Étudiée à l’Université de Montréal, la recherche expérimentale de Jacques Bilodeau en architecture charme autant que ses Transformables, objets-sculptures de format imposant. La commissaire de TraficART, Nicole Gingras, l’a invité à présenter Faire son trou, une installation constituée d’immenses morceaux de feutre industriel. Chacun a été cousu à la main pour créer des sortes de sacs que l’artiste suspend au plafond par des câbles. Les visiteurs sont encouragés à y pénétrer pour un moment d’isolement. Ils peuvent à leur guise s’élever au-dessus du sol en actionnant un des treuils électriques. Questionné sur sa démarche sculpturale, Bilodeau reste plutôt modeste: "Mon travail artistique, pour moi, il est naïf. Ce sont des processus psychologiques qui se font tranquillement. Je viens de l’architecture. Je forme des espèces de carapaces pour me protéger. C’est un système que je répète constamment, des abris que je reconstruis à l’intérieur d’un abri." Il ajoute, sourire en coin, qu’il est conscient de ne pas avoir réellement besoin de ces cellules de protection. Mais, à moins d’être claustrophobe, l’apaisement que procure une simple paroi entre nous et l’infinitude extérieure n’est-il pas fondamental? Le feutre, en prime, absorbe les sons, ce qui augmente la qualité de l’enveloppement.
Durant une vingtaine d’années à compter de 1980, Jacques Bilodeau réalise des projets personnels de transformation architecturale. En majeure partie, il s’agit de bâtiments industriels qu’il convertit en ateliers-résidences où vie domestique et travail fusionnent. Ces habitacles ont en commun des lignes droites, des surfaces planes, une aura très masculine, une certaine austérité et une épuration affirmée. Surtout, les sols deviennent le mobilier ainsi que l’espace pour vivre. "La protection du corps était là, même dans la rigidité", souligne l’artiste pour rappeler son leitmotiv. Ses travaux d’architecture ont, si l’on peut dire, un caractère osseux, tandis que les oeuvres produites depuis 2000 évoquent davantage la chair. Lorsque nous lui faisons ce commentaire subjectif, il remarque: "Je me suis rapproché du corps, de mon corps. Le côté organique, dans mes sculptures, traduit ce rapprochement. C’est notre corps qui décide de bien des affaires dans la vie!" Habitation ou installation, ses conceptions favorisent un état "d’être-auprès-de-soi", aurait peut-être dit Heidegger…

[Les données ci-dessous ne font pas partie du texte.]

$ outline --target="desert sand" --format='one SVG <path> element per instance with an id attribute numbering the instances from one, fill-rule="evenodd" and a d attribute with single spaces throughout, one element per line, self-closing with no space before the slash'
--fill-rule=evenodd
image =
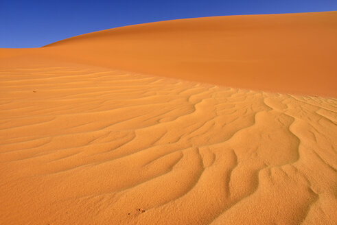
<path id="1" fill-rule="evenodd" d="M 0 49 L 1 224 L 336 224 L 337 12 Z"/>

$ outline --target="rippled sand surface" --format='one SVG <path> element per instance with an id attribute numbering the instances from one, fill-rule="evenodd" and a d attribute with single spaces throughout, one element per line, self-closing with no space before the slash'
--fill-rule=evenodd
<path id="1" fill-rule="evenodd" d="M 1 224 L 336 224 L 337 99 L 0 68 Z"/>

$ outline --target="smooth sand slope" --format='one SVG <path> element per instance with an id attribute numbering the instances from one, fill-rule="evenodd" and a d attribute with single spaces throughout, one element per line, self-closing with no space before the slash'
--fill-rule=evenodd
<path id="1" fill-rule="evenodd" d="M 265 56 L 264 64 L 244 67 L 237 58 L 253 57 L 257 47 L 239 45 L 230 51 L 237 58 L 223 64 L 229 55 L 220 50 L 227 44 L 219 50 L 210 43 L 262 36 L 262 27 L 249 26 L 256 19 L 271 23 L 261 16 L 279 21 L 268 30 L 284 37 L 285 25 L 290 33 L 297 30 L 292 23 L 321 25 L 321 32 L 306 43 L 315 43 L 316 51 L 299 40 L 303 54 L 277 58 L 287 52 L 282 45 Z M 328 57 L 336 54 L 336 31 L 328 27 L 336 21 L 327 19 L 333 17 L 335 12 L 183 20 L 40 49 L 0 49 L 0 224 L 336 224 L 337 99 L 312 96 L 337 95 Z M 247 26 L 235 28 L 239 21 Z M 211 22 L 234 23 L 233 38 L 205 29 Z M 171 47 L 164 46 L 170 36 L 159 39 L 172 34 L 165 32 L 170 23 L 181 24 L 177 34 L 188 27 L 197 34 L 181 36 L 180 46 L 172 36 Z M 303 34 L 310 32 L 300 25 Z M 139 33 L 128 33 L 132 29 Z M 325 42 L 314 41 L 324 34 Z M 205 45 L 194 51 L 191 37 L 198 35 Z M 152 43 L 138 45 L 150 36 Z M 269 36 L 267 47 L 280 41 L 277 36 Z M 146 47 L 148 58 L 141 54 Z M 181 54 L 183 59 L 174 60 Z M 179 64 L 189 58 L 190 64 Z M 278 69 L 289 73 L 280 77 Z M 227 81 L 229 87 L 219 85 Z M 229 87 L 235 82 L 246 89 Z"/>

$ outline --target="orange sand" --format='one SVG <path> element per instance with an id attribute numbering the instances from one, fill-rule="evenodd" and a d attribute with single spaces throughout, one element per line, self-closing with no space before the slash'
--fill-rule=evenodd
<path id="1" fill-rule="evenodd" d="M 337 99 L 305 95 L 337 96 L 336 25 L 202 18 L 0 49 L 0 224 L 335 224 Z"/>

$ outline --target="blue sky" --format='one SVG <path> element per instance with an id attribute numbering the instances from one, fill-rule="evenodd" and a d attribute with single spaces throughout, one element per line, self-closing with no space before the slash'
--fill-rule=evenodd
<path id="1" fill-rule="evenodd" d="M 0 0 L 0 47 L 38 47 L 98 30 L 170 19 L 334 10 L 336 0 Z"/>

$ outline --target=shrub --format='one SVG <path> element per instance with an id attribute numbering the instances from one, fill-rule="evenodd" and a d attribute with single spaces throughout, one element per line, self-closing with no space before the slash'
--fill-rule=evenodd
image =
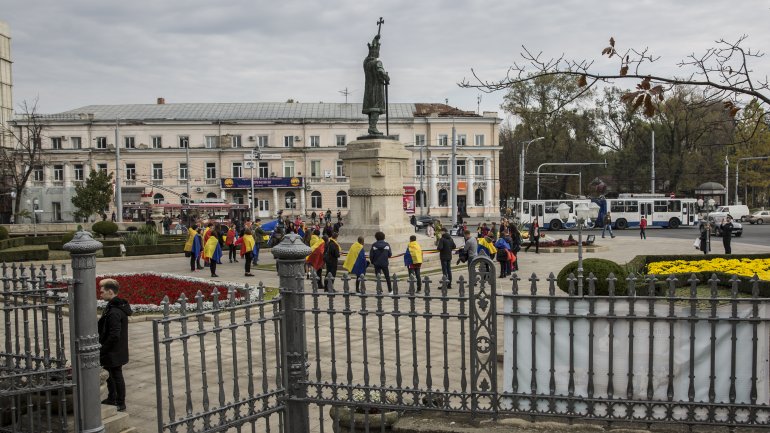
<path id="1" fill-rule="evenodd" d="M 107 237 L 118 232 L 118 225 L 112 221 L 99 221 L 94 223 L 91 230 L 102 235 L 102 237 Z"/>
<path id="2" fill-rule="evenodd" d="M 557 284 L 559 288 L 565 292 L 569 290 L 569 281 L 567 277 L 570 273 L 575 274 L 577 277 L 577 265 L 578 263 L 571 262 L 565 266 L 557 278 Z M 593 273 L 596 277 L 596 295 L 607 296 L 609 294 L 609 283 L 607 278 L 610 273 L 615 275 L 617 281 L 615 281 L 615 294 L 618 296 L 625 296 L 626 294 L 626 271 L 622 266 L 613 262 L 612 260 L 605 259 L 584 259 L 583 260 L 583 278 L 586 278 L 583 293 L 588 293 L 588 275 Z"/>

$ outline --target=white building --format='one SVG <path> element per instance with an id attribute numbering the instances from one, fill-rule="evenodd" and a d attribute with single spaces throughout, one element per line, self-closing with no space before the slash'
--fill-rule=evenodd
<path id="1" fill-rule="evenodd" d="M 176 214 L 171 204 L 181 205 L 186 196 L 248 208 L 252 169 L 245 156 L 254 148 L 262 155 L 253 169 L 259 216 L 278 210 L 344 214 L 349 182 L 339 153 L 366 135 L 368 126 L 361 104 L 165 104 L 162 98 L 157 104 L 86 106 L 44 119 L 45 164 L 33 172 L 25 197 L 40 200 L 43 222 L 72 221 L 74 184 L 90 170 L 114 172 L 116 146 L 129 219 L 140 218 L 152 204 Z M 494 112 L 479 116 L 444 104 L 391 104 L 390 134 L 413 155 L 405 202 L 413 193 L 417 214 L 446 217 L 457 187 L 461 213 L 497 215 L 499 124 Z M 457 185 L 450 183 L 453 127 Z"/>

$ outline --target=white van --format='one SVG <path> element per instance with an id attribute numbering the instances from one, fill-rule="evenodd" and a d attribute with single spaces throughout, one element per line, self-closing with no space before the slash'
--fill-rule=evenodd
<path id="1" fill-rule="evenodd" d="M 735 221 L 743 221 L 744 218 L 751 216 L 749 207 L 745 204 L 734 204 L 729 206 L 720 206 L 716 211 L 711 212 L 711 216 L 719 219 L 719 217 L 725 217 L 730 215 Z"/>

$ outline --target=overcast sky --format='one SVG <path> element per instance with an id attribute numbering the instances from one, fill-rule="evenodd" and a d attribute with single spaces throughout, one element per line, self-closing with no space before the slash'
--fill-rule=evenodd
<path id="1" fill-rule="evenodd" d="M 11 28 L 14 104 L 40 112 L 90 104 L 360 102 L 366 43 L 382 16 L 380 57 L 391 102 L 476 110 L 457 83 L 474 68 L 501 78 L 526 45 L 547 55 L 600 56 L 649 47 L 651 72 L 743 34 L 770 49 L 770 2 L 758 0 L 3 0 Z M 755 62 L 770 71 L 770 58 Z M 630 83 L 629 83 L 630 84 Z M 503 94 L 481 94 L 500 111 Z M 502 116 L 502 112 L 500 113 Z"/>

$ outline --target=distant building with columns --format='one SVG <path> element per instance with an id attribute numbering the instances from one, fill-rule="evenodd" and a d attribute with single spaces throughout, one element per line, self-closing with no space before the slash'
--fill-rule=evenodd
<path id="1" fill-rule="evenodd" d="M 408 212 L 449 217 L 456 188 L 462 215 L 499 214 L 496 112 L 477 115 L 420 103 L 389 108 L 390 135 L 412 155 L 404 179 Z M 189 203 L 225 203 L 232 212 L 218 216 L 247 216 L 252 170 L 259 217 L 281 210 L 344 215 L 349 181 L 339 153 L 366 135 L 368 126 L 361 104 L 166 104 L 163 98 L 156 104 L 85 106 L 43 119 L 45 164 L 35 168 L 25 192 L 25 199 L 40 200 L 42 222 L 73 221 L 75 184 L 91 170 L 115 172 L 116 146 L 127 220 L 141 220 L 153 207 L 176 215 Z M 380 120 L 385 131 L 385 118 Z M 451 184 L 453 127 L 457 185 Z M 252 163 L 253 149 L 261 159 Z"/>

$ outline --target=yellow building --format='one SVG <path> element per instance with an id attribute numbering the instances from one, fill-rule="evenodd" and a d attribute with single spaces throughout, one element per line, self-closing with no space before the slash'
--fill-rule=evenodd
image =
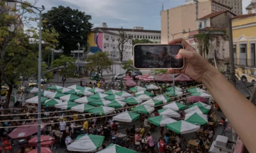
<path id="1" fill-rule="evenodd" d="M 239 80 L 256 82 L 256 13 L 232 18 L 236 75 Z"/>

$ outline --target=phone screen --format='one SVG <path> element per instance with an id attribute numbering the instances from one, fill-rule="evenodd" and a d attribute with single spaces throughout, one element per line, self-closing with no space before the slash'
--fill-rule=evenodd
<path id="1" fill-rule="evenodd" d="M 182 68 L 184 59 L 175 58 L 181 45 L 136 45 L 134 65 L 138 69 Z"/>

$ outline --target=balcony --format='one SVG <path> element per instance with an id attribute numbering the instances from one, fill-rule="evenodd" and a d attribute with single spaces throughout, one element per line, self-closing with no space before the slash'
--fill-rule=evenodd
<path id="1" fill-rule="evenodd" d="M 252 59 L 234 59 L 236 66 L 243 66 L 246 67 L 256 67 L 256 60 Z"/>

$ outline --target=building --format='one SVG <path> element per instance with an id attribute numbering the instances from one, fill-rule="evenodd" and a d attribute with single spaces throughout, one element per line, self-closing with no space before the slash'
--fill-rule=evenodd
<path id="1" fill-rule="evenodd" d="M 166 43 L 177 38 L 188 39 L 189 31 L 198 29 L 198 18 L 216 11 L 231 10 L 230 6 L 213 0 L 188 0 L 184 5 L 162 10 L 161 43 Z"/>
<path id="2" fill-rule="evenodd" d="M 111 28 L 108 27 L 105 22 L 102 23 L 102 27 L 95 27 L 93 30 L 99 29 L 117 34 L 119 34 L 120 31 L 122 30 L 125 31 L 126 34 L 132 40 L 147 39 L 156 43 L 161 43 L 161 31 L 145 30 L 143 27 L 134 27 L 133 29 Z"/>

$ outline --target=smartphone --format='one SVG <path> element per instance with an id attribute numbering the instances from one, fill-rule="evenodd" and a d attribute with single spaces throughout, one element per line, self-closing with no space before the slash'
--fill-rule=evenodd
<path id="1" fill-rule="evenodd" d="M 182 69 L 184 59 L 175 58 L 181 44 L 136 44 L 133 47 L 133 65 L 137 69 Z"/>

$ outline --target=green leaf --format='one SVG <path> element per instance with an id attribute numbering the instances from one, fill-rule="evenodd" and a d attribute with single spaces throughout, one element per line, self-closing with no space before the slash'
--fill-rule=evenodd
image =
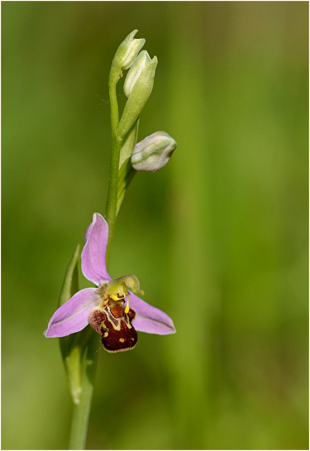
<path id="1" fill-rule="evenodd" d="M 77 246 L 69 263 L 59 296 L 61 305 L 79 290 L 78 263 L 80 246 Z M 98 337 L 90 326 L 59 339 L 60 350 L 75 404 L 91 399 L 98 348 Z"/>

Au sujet du cheminement qui l’a conduit à produire des oeuvres s’inscrivant dans l’art actuel, Bilodeau raconte: "Je suis venu à ça un peu par accident. Joyce Yahouda m’a demandé de faire une installation pour la présenter dans sa galerie à Montréal. Ça a été le déclencheur pour les Transformables." C’est de cette série qu’est née l’oeuvre monumentale accrochée dans le Hangar du Vieux-Port jusqu’au 3 octobre. Le lieu bien connu des habitants de Saguenay s’est métamorphosé, grâce à des efforts remarquables, en une salle d’exposition au potentiel gigantesque. Les pièces en feutre attirent par leurs formes inusitées, le volume important qu’elles remplissent et les manettes jaunes qui pendent autour. Dans notre monde, manette égale souvent jeu. En les manipulant, le visiteur contrôle la montée ou la descente des sculptures et du coup leur aspect. On a pu mesurer l’efficacité du dispositif lors du vernissage, alors que l’excitation générale le mettait à rude épreuve!
Conseils d’utilisation: 1- Chercher une ouverture. 2- S’introduire. 3- S’installer confortablement. 4- Actionner le mécanisme à l’aide de la manette (ou demander à un ami de le faire). 5- Ajuster la position de son corps. 6- Vivre un moment avec soi-même. En réalité, l’exercice s’avère moins confortable qu’il n’y paraît, puisque les parois se resserrent sur soi. "Ton corps est obligé de s’ajuster. Dans ce sens, ça peut rappeler le foetus dans le corps d’une femme. La femme bouge, le foetus réagit à l’intérieur", commente l’artiste. Certains vivent un fantasme érotique, d’autres une renaissance ou un souvenir intra-utérin. On peut y voir de grandes bêtes au caractère très doux, des baleines qui avalent comme une caresse un peu rude. L’expérience diffère d’un individu à l’autre. Pour finir, Bilodeau fait planer le mystère sur sa recherche en cours: "C’est comme des attelages en cuir dans lesquels on peut s’accrocher et qui peuvent isoler des parties du corps."